Saturday, May 29, 2010

Benjamin Percy and the Southern Cross . . .

Tonight, I'm settled in with the latest issue of Poets & Writers, reading "Home Improvement," by Benjamin Percy. I was jolted right out of a quiet evening when I read what Percy had to say about the difference between beginning writers who revise and a professional writer who " . . . mercilessly lops off limbs, rips out innards like party streamers, drains away gallons of blood, and then calls down lightning to bring the body back to life" (26). Ah, passion.

So today was research again, no writing. And that's what's slowing me down. The not writing. I did find some interesting stuff on the Southern Cross, always visible at night in the Southern Hemisphere, south of 35 degrees, particularly useful to sailors as the southern sky lacks a pole star. The Southern Cross was/is honored by Australian aborigines through folktales of the Two Brothers and of totemic protectors.

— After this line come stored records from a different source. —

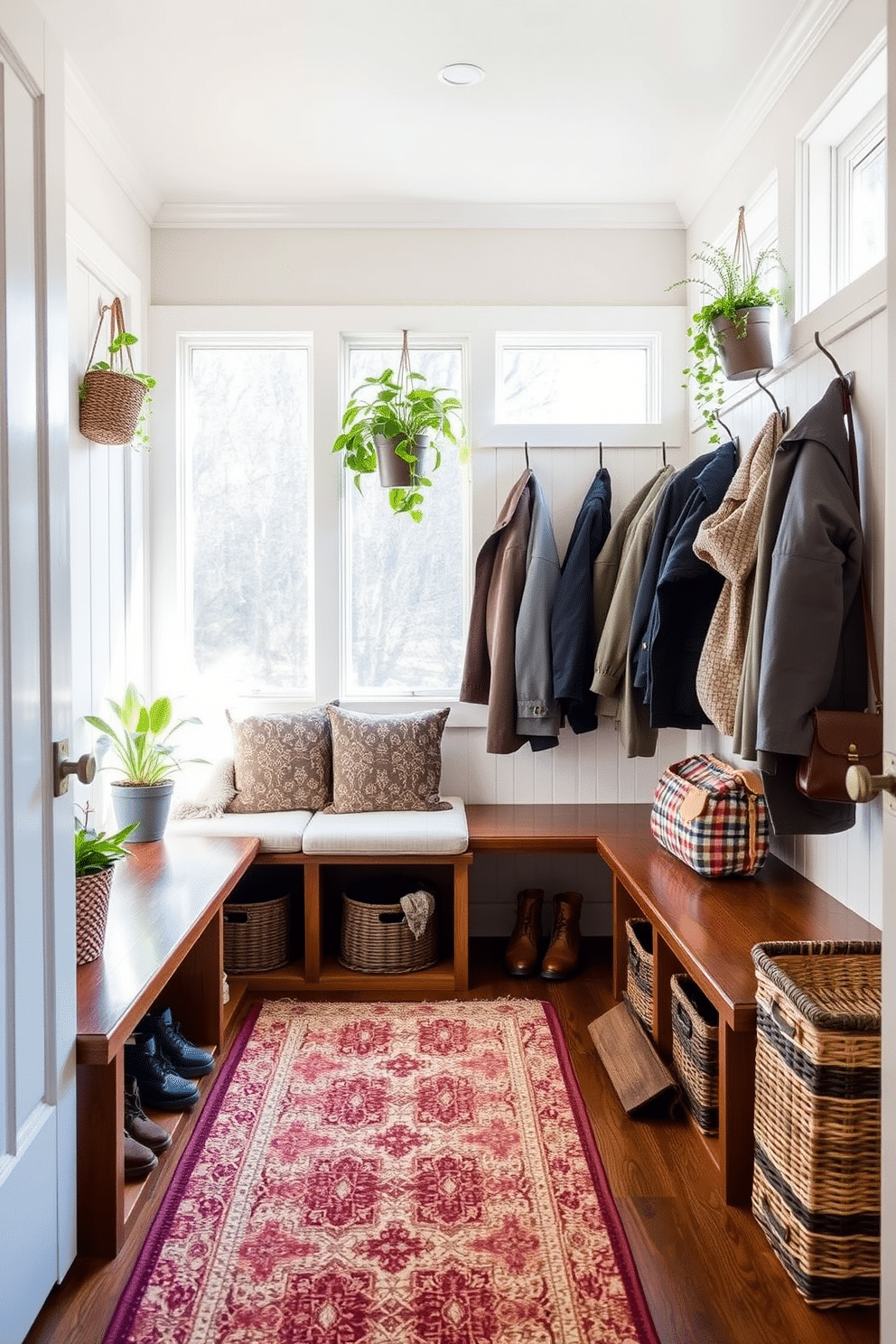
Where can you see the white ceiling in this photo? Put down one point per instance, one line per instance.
(335, 105)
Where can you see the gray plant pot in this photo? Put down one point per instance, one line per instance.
(395, 471)
(148, 804)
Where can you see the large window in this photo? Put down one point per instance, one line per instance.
(843, 183)
(579, 378)
(406, 583)
(246, 526)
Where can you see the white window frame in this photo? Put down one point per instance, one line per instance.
(824, 152)
(649, 341)
(187, 343)
(330, 325)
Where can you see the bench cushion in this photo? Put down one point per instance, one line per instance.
(388, 832)
(280, 832)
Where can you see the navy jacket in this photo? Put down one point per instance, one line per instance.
(573, 636)
(686, 598)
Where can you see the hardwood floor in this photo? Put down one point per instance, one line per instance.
(707, 1269)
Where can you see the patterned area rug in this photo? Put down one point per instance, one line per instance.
(390, 1173)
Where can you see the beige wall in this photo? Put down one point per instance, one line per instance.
(415, 266)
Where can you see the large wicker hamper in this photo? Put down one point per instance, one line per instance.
(816, 1186)
(639, 969)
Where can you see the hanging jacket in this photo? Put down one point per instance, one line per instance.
(537, 707)
(807, 640)
(612, 640)
(490, 664)
(612, 679)
(727, 540)
(667, 514)
(606, 567)
(573, 638)
(683, 606)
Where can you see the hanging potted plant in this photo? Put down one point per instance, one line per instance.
(146, 758)
(394, 424)
(731, 335)
(96, 856)
(112, 398)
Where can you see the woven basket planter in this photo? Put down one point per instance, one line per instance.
(256, 934)
(639, 972)
(375, 937)
(695, 1051)
(816, 1187)
(110, 406)
(91, 909)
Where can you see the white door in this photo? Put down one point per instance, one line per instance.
(36, 903)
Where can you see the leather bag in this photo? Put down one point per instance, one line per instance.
(845, 737)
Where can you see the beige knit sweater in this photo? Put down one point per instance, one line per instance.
(727, 540)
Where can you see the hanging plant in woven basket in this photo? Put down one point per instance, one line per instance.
(112, 396)
(730, 338)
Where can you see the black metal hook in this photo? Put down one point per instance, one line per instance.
(846, 379)
(731, 437)
(785, 415)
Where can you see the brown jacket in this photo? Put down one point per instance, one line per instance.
(490, 666)
(727, 540)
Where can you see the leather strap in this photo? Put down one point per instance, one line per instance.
(871, 644)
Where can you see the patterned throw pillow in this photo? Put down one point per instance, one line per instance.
(387, 762)
(283, 762)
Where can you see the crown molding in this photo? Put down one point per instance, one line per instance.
(94, 126)
(418, 215)
(791, 50)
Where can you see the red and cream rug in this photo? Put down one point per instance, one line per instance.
(390, 1173)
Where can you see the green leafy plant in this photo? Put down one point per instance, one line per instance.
(731, 285)
(141, 742)
(399, 406)
(96, 850)
(116, 364)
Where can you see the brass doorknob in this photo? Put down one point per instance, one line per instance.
(85, 768)
(862, 785)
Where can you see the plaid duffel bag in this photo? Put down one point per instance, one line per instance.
(712, 816)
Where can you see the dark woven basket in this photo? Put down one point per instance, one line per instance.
(110, 406)
(695, 1051)
(816, 1187)
(256, 934)
(639, 974)
(375, 937)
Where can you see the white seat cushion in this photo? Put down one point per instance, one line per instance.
(387, 832)
(280, 832)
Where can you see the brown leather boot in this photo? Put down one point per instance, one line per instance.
(562, 958)
(521, 956)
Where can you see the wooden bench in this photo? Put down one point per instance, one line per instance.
(702, 926)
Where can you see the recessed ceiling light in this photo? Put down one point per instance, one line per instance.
(462, 73)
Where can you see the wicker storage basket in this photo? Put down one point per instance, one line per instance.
(639, 972)
(375, 937)
(816, 1186)
(256, 934)
(91, 909)
(695, 1051)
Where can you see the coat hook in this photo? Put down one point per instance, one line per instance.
(731, 437)
(848, 379)
(785, 415)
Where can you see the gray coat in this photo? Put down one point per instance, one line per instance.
(807, 644)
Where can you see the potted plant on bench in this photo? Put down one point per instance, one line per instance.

In 1854, the Southern Cross inspired a banner raised by protesting gold miners in Ballarat, Victoria, Australia. The bloody battle that followed decimated the miners but their cry remains -- "We swear by the Southern Cross to stand truly to each other and fight to defend our rights and liberties." Many of the Irish transported to New South Wales were political prisoners, well versed with 18th Century American and French ideals of liberty and enfranchisement.

If I were sailing near Australia, I could find the southernmost pole now by tracing my finger down the stars of the Southern Cross. But I'm in my office, preparing to "lop off limbs" in one of my stories.